Yeah, out of all the generative AI fields, voice generation at this point is like 95% there in its capability of producing convincing speech even with consumer level tech like ElevenLabs. That last 5% might not even be solvable currently, as it’s those moments it gets the feeling, intonation or pronunciation wrong when the only context you give it is a text input, which is why everything purely automated tends to fall apart quite fast.
They are, however, able to inaccurately summarize it in GLaDOS’s voice, which is a strong point in their favor.
Surely you’d need TTS for that one, too? Which one do you use, is it open weights?
Zonos just came out, seems sick:
https://huggingface.co/Zyphra
There are also some “native” tts LLMs like GLM 9B, which “capture” more information in the output than pure text input.
A website with zero information, and barely anything on their huggingface page. What’s exciting about this?
Ahh, you should link to the model
https://www.zyphra.com/post/beta-release-of-zonos-v0-1
Whoops, yeah, should have linked the blog.
I didn’t want to link the individual models because I’m not sure hybrid or pure transformers is better?

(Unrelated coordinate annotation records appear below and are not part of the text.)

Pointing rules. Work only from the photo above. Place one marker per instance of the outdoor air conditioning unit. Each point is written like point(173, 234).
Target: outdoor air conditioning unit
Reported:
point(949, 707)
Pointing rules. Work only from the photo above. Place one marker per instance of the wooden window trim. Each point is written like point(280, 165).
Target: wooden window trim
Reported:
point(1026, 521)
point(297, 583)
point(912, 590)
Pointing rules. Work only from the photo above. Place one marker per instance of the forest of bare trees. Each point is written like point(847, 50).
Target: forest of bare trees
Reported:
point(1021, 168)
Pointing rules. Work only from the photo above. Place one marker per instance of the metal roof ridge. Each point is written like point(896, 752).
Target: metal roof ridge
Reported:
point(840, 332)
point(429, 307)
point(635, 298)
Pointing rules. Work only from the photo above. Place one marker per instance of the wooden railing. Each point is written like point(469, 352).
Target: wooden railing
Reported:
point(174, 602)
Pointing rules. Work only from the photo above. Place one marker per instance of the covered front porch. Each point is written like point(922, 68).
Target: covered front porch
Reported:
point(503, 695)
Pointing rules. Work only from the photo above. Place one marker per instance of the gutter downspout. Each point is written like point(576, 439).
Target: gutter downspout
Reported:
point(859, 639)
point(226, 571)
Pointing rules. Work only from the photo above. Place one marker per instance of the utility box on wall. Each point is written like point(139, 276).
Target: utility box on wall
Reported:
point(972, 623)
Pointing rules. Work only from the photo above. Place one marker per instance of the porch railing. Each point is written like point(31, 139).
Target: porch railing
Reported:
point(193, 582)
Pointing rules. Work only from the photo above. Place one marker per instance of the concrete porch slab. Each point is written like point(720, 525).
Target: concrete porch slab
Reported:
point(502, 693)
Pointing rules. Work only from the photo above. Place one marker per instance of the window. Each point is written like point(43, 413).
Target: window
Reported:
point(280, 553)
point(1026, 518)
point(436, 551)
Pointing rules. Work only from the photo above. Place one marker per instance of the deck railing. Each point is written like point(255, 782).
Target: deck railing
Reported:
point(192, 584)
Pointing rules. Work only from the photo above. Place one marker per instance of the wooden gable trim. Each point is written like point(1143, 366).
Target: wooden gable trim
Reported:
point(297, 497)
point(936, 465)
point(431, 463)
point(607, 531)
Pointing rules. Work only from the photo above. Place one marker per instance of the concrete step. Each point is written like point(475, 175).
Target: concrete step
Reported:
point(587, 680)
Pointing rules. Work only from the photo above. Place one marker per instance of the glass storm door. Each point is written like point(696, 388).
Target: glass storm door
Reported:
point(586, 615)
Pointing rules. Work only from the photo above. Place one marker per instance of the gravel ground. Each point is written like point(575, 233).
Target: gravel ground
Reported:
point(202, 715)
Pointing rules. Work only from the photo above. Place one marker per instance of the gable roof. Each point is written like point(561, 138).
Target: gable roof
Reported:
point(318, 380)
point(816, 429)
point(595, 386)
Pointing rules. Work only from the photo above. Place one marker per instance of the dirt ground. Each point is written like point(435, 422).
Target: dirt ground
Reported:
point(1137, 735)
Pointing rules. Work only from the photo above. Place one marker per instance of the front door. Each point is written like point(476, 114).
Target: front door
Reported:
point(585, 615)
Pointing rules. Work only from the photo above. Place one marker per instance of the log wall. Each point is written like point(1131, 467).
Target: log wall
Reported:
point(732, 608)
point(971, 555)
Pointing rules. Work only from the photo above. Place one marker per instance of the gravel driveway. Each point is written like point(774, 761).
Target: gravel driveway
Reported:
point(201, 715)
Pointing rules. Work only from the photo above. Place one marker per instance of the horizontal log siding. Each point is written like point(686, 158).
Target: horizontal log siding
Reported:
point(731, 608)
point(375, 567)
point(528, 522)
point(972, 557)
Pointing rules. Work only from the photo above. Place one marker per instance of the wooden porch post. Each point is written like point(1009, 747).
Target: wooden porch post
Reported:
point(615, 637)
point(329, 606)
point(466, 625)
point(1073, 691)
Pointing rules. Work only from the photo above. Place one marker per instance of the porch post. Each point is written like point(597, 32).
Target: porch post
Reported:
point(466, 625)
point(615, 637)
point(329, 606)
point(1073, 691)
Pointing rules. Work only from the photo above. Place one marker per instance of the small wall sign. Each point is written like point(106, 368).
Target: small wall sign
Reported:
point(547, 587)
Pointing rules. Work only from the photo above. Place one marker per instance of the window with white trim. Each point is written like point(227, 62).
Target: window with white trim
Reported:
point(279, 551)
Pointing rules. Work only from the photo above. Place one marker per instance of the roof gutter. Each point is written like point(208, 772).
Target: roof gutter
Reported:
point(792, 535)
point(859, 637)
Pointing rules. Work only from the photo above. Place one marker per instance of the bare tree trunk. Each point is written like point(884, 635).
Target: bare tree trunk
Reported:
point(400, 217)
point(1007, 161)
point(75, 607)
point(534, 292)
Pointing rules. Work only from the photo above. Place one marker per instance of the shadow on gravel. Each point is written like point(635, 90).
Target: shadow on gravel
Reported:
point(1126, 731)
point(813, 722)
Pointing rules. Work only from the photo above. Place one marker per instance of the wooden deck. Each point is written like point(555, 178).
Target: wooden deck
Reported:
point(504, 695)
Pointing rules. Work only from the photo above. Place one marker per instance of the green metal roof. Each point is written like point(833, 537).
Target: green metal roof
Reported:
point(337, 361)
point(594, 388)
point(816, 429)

Looks pretty interesting, thanks for sharing it
Yeah, out of all the generative AI fields, voice generation at this point is like 95% there in its capability of producing convincing speech even with consumer level tech like ElevenLabs. That last 5% might not even be solvable currently, as it’s those moments it gets the feeling, intonation or pronunciation wrong when the only context you give it is a text input, which is why everything purely automated tends to fall apart quite fast.
Especially voice cloning - the DRG Cortana Mission Control mod is one of the examples I like to use.